Last Updated: Friday, 27 November 2015, 12:04 GMT

2009 Country Reports on Terrorism - Tanzania

Publisher United States Department of State
Publication Date 5 August 2010
Cite as United States Department of State, 2009 Country Reports on Terrorism - Tanzania, 5 August 2010, available at: [accessed 29 November 2015]
DisclaimerThis is not a UNHCR publication. UNHCR is not responsible for, nor does it necessarily endorse, its content. Any views expressed are solely those of the author or publisher and do not necessarily reflect those of UNHCR, the United Nations or its Member States.

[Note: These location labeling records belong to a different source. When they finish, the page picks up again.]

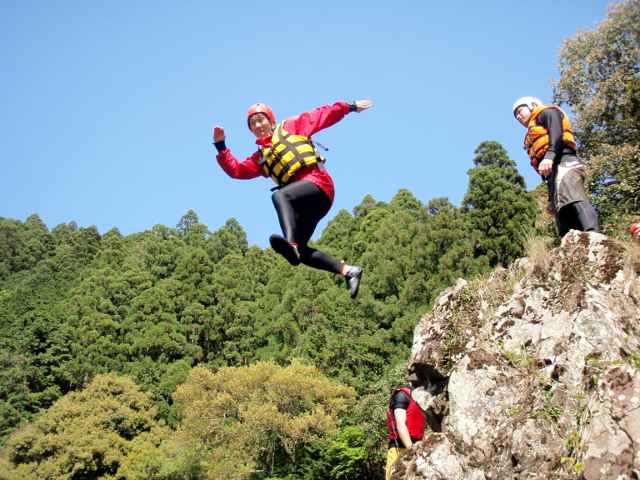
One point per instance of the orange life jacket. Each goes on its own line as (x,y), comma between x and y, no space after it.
(536,140)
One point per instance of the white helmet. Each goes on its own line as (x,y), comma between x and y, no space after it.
(526,101)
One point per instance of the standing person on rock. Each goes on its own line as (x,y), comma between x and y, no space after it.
(551,146)
(304,192)
(406,421)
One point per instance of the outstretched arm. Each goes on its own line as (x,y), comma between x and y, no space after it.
(361,105)
(310,122)
(248,168)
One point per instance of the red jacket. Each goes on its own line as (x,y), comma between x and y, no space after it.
(415,418)
(306,124)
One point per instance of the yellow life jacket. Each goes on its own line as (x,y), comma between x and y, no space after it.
(287,154)
(536,140)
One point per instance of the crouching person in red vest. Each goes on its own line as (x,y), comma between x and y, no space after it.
(406,421)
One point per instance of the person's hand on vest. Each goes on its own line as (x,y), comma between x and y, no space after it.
(550,208)
(545,167)
(363,105)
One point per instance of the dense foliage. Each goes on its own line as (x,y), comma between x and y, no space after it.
(152,306)
(600,80)
(144,356)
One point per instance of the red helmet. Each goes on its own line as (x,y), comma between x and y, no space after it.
(261,108)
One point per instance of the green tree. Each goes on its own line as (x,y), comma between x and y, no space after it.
(251,418)
(86,434)
(600,80)
(500,212)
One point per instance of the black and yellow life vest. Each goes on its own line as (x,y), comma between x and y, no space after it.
(287,154)
(536,140)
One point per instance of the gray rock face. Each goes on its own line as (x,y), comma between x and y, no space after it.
(542,364)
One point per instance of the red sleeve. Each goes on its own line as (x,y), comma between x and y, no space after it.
(248,168)
(308,123)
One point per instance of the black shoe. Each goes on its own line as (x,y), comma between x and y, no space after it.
(353,276)
(284,248)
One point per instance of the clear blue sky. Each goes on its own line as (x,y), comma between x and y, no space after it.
(107,107)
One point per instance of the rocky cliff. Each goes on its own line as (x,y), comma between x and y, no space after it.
(535,372)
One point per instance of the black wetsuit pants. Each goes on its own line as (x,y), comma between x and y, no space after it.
(577,216)
(300,206)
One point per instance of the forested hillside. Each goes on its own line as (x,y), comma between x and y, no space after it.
(182,352)
(155,304)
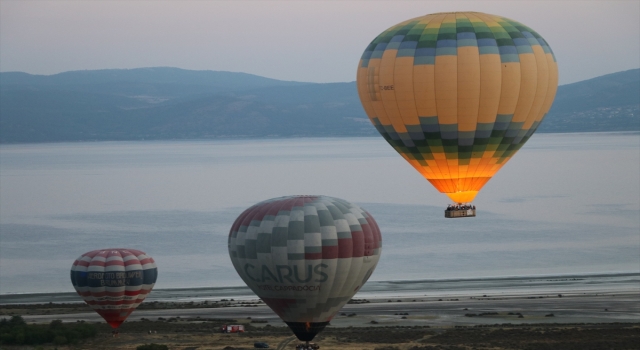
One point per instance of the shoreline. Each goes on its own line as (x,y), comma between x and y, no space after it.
(542,284)
(541,318)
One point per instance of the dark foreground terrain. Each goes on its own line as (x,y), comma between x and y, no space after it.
(201,334)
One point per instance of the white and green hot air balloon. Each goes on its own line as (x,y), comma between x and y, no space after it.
(305,256)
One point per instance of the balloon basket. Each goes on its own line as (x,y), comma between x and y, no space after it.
(460,211)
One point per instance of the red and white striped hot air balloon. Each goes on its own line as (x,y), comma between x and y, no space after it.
(114,281)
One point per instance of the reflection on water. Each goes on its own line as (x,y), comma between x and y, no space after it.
(565,204)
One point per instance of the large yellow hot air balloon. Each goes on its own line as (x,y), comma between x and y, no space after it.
(457,94)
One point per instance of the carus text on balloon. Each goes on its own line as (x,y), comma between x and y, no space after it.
(286,273)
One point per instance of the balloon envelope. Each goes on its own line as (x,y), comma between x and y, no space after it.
(305,256)
(457,94)
(114,281)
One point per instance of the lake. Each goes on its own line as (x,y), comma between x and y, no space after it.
(566,204)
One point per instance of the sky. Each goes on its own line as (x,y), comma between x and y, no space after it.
(310,41)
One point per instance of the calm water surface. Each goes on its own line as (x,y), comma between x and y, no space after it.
(565,204)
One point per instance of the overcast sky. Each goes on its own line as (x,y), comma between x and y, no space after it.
(315,41)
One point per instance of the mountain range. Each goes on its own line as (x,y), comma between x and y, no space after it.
(169,103)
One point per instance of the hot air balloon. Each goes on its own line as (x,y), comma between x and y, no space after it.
(305,256)
(114,281)
(457,94)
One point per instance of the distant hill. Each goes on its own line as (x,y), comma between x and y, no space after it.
(607,103)
(172,103)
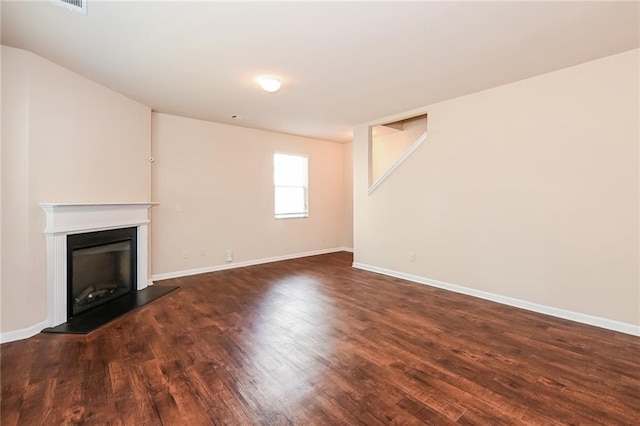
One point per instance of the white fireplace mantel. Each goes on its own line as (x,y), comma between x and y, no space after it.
(65,219)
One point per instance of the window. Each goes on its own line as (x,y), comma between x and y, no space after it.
(290,183)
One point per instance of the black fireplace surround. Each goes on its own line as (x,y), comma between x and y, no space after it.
(101,267)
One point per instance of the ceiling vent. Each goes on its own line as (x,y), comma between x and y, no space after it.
(79,6)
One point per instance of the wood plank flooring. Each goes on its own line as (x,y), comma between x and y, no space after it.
(312,341)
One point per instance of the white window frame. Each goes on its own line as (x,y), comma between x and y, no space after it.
(292,215)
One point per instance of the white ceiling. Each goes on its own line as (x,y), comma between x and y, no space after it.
(342,63)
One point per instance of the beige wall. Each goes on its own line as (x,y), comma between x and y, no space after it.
(64,139)
(348,196)
(387,148)
(214,183)
(529,190)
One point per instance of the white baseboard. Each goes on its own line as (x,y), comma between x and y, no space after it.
(23,333)
(523,304)
(233,265)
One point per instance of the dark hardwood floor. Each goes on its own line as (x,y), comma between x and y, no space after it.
(313,341)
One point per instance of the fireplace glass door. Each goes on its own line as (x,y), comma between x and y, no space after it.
(101,268)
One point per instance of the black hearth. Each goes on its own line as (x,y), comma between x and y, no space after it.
(101,267)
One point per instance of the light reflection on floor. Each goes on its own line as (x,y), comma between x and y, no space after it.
(292,320)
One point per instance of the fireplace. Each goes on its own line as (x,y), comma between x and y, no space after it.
(100,268)
(79,230)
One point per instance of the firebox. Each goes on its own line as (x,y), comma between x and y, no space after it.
(101,266)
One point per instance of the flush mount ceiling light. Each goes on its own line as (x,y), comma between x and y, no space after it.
(270,84)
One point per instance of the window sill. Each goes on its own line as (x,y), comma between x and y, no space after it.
(292,216)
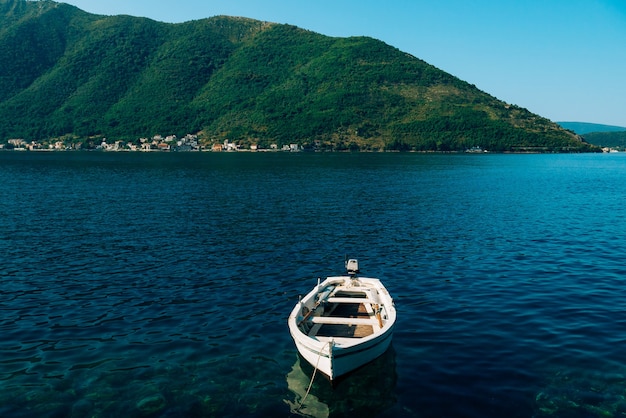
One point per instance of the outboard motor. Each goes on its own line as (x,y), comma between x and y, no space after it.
(352,266)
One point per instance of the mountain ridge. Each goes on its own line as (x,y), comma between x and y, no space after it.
(81,77)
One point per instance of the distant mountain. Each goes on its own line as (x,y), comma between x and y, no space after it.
(582,128)
(77,76)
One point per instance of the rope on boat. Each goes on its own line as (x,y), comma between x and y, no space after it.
(313,376)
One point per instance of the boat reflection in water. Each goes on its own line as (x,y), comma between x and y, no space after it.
(367,391)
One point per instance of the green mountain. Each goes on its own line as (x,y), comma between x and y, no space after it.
(69,74)
(582,128)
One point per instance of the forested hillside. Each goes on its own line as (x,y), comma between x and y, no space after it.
(70,75)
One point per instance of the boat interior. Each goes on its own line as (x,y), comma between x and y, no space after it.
(344,313)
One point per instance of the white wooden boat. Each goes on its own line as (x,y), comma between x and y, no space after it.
(343,323)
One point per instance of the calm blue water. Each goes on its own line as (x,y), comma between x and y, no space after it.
(159,284)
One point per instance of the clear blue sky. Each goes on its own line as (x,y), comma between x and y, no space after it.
(562,59)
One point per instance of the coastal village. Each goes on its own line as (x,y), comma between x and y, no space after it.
(170,143)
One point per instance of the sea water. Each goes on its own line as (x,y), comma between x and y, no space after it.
(159,284)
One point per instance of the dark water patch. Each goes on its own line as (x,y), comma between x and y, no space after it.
(157,284)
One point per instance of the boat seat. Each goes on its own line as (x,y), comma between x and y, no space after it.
(343,321)
(348,300)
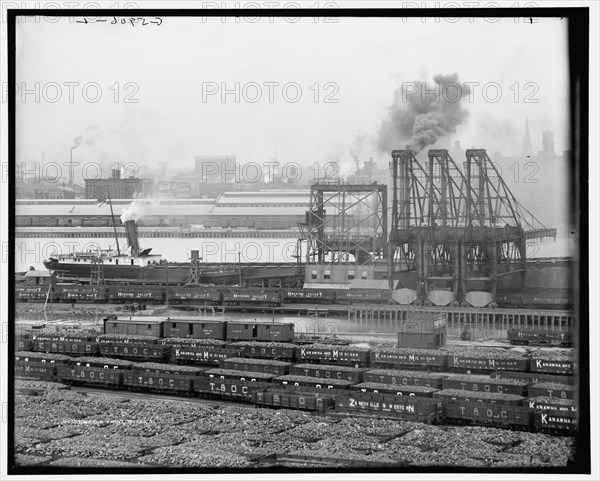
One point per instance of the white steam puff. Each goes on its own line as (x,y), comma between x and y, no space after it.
(133,211)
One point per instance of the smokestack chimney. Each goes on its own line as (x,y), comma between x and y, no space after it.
(131,231)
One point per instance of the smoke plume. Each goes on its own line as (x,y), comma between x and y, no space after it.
(421,114)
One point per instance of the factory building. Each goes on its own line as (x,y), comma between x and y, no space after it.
(260,210)
(119,188)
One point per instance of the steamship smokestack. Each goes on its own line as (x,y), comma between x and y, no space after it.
(131,231)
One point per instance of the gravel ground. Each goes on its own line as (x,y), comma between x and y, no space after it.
(67,428)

Tanzania remained vulnerable to international terrorism. Al-Qa'ida elements responsible for the 1998 U.S. Embassy bombing remained active throughout East Africa. During the year, Tanzanian law enforcement and security forces made efforts to identify and monitor terrorist activities and deny use of Tanzanian territory as a safe haven. U.S.-Tanzanian cooperation has led to new training initiatives designed to strengthen Tanzania's border control and internal security capacity. Tanzania's National Counterterrorism Center continued its participation in several multi-year programs to strengthen its law enforcement and military capacity, improve aviation and border security, and combat money laundering and terrorist financing. The Financial Intelligence Unit (FIU), established in 2007 with the passage of the Anti-Money Laundering Act, is responsible for receiving, analyzing, and disseminating suspicious transaction reports and other information regarding potential money laundering or terrorist financing. With only three technical staff, however, the FIU has limited resources to investigate potential money laundering or terrorist financing activities. In an effort to build Tanzania's capacity to combat money laundering and terrorist financing, the U.S. Internal Revenue Service held a seminar on anti-money laundering and financial investigative techniques in November.